The Seychelles divestment follows a sequence of similar sales by Diageo across Africa. In January 2025, the company sold its 80.4% stake in Guinness Ghana Breweries to France’s Castel Group for US$81 million. 

This followed the 2022 divestiture of Guinness Cameroon, also to Castel, in a deal worth US$460 million. 

In 2024, Diageo offloaded its 58.02% stake in Guinness Nigeria to Singapore-based Tolaram Group in a transaction valuing the business at US$1.22B. That deal also included the establishment of a joint venture, Celebr-8 Lyfe, to manage the distribution of Diageo’s premium spirits portfolio in Nigeria.

Diageo previously exited Ethiopia with the 2022 sale of its Meta Abo brewery to Castel, as it continued to streamline its brewery operations in Africa.

This most recent transaction has raised speculation over the future of East African Breweries Limited (EABL), in which Diageo owns a controlling interest. 

EABL operates breweries in Kenya, Uganda, and Tanzania.
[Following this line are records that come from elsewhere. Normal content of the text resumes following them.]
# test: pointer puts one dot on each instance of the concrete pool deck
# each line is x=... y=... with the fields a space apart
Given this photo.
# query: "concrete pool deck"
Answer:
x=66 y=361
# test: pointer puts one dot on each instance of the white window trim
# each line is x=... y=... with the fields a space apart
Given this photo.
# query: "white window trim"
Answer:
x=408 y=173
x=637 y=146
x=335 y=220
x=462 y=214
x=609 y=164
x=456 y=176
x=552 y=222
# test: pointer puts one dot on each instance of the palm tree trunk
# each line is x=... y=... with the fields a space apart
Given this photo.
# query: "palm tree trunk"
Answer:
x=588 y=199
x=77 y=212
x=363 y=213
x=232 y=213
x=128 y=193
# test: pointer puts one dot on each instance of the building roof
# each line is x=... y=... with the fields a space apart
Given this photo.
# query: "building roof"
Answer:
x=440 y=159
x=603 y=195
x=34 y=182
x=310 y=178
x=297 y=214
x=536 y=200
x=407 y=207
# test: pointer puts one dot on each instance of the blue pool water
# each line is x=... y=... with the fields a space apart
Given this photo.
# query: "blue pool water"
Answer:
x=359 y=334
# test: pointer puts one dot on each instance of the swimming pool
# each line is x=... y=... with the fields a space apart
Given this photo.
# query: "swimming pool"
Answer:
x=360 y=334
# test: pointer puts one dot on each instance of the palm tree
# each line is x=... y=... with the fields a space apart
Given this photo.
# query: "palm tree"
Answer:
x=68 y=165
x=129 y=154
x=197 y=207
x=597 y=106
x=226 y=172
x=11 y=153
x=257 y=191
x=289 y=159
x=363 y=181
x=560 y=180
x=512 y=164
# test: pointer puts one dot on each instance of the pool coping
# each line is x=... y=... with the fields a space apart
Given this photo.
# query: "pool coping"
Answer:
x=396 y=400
Industry analysts suggest that a divestiture may be under consideration, with IBL Group—Phoenix Beverages’ parent company—emerging as a potential acquirer. 

IBL Group is already active in the Kenyan market through majority stakes in supermarket chain Naivas and pharmaceutical distributor Harley’s, and also holds a minority stake in local alcoholic beverage startup African Originals.

In a statement, Dayalan Nayager, President of Diageo Africa and Chief Commercial Officer, reaffirmed the group’s continued relationship with Phoenix Beverages, calling it a long-term regional partner.

The Seychelles sale, following other recent disposals, points to Diageo’s move to focus on premium spirits while outsourcing brewing operations through licensing and joint ventures. 

The company continues to emphasize operational efficiency and market presence through distribution partnerships rather than direct ownership of production assets.